# Connecting Spark 2.4+ to Hive 1.2 via JDBC

## 🧩 Scenario

Apache Spark remains the de facto framework for large-scale data processing. Since its release, Spark has evolved rapidly—so has Apache Hive. But one persistent challenge with Hive is the *lack of backward compatibility* across its APIs.

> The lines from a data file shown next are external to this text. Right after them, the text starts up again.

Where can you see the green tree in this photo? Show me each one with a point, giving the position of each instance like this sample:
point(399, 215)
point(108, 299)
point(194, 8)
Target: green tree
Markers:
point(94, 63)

If your production environment uses the latest Hive + Hadoop setup and you need to connect Spark to an older **Hive 1.2** instance, you’ll soon hit compatibility walls. So, how can we make it work?

---

## ☕ JDBC to the Rescue

Incompatibility between **Spark &gt; 2.4** and **Hive &lt; 2.0** arises primarily from protocol and configuration changes.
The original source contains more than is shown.